Radiation Fog occurs at night, when the sun disappears beyond the horizon and the ground cools off. For the ground to cool off, the heat has to go somewhere, which is the air, since it’s so conveniently right above said ground. As the warm air from the ground meets the cooler, moist air above the ground, water droplets form around bits of dust and matter in the air, resulting in floating water droplets that don’t drop to the ground due to the slight thermal drafts, and don’t condense together due to the surface tension of the water. Valley Fog, such as in the picture above, is Radiation fog that forms on the tops of the ridges of valleys and rolls down into the depression. Radiation fog often disappears in the morning as the sun applies regular heat to the ground and air.

Advection Fog comes when warm air or water comes into contact with cooler air or water, and the temperature changes result in fog forming around bits of dust or salt, salt especially when taking into account warmer and cooler sea currents, which mix into sea fog like in the picture below. Advection fog normally ignores the time of day, as currents are warm and cool regardless of the sun, so it is more oftentimes seen than Radiation Fog. My explanations for these kinds of fogs and their causes came from these National Geographic and National Weather Service websites.

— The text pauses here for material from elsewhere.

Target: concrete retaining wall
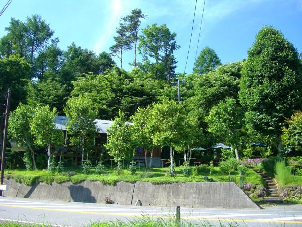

Due to the need for moisture, fog often forms around coasts or rivers in any of its forms, though places with heavy rainfall are more than adequate. One town famous for its fog is London, with fog coming from the river Thames, which runs straight through the city. However, London is not nearly as foggy as is commonly believed, at least, not anymore. Fog requires some particle for the water to form around, which can be dust, dirt, salt, or even burnt coal. Starting as early as the 13th century “Pea-soupers” were a known phenomenon where fog would build up on the burnt coal floating through the air. They were called pea-soupers due to their color, namely, a muddy yellow. Based on that, I, for one, am quite glad not to have ever had pea soup. The major problem with these fogs was that coal is poisonous to inhale, and now there was a ton of it floating in the air, where people happened to breath. it wasn’t too much of a problem until the 1600s, however, when coal started to be used plentifully, and even then nothing was done about the not quite huge numbers of people dying of poisonous water/air until 1952. the reason for the sudden interest was the Great Smog of London, a five day-long pea-souper of immense proportions, and poisons. it’s currently estimated that 4,000 people died during the fog, and the total lives taken by the fog to be around 12,000 lives. I got this info from the Britannica. After the smog, coal was used more sparingly and further from the main city, resulting in only normal fogs from there on out. But famous books from authors like Charles Dickens and Arthur Conan Doyle were written before the fogs died down, and so London has been immortalized as being constantly fog-covered.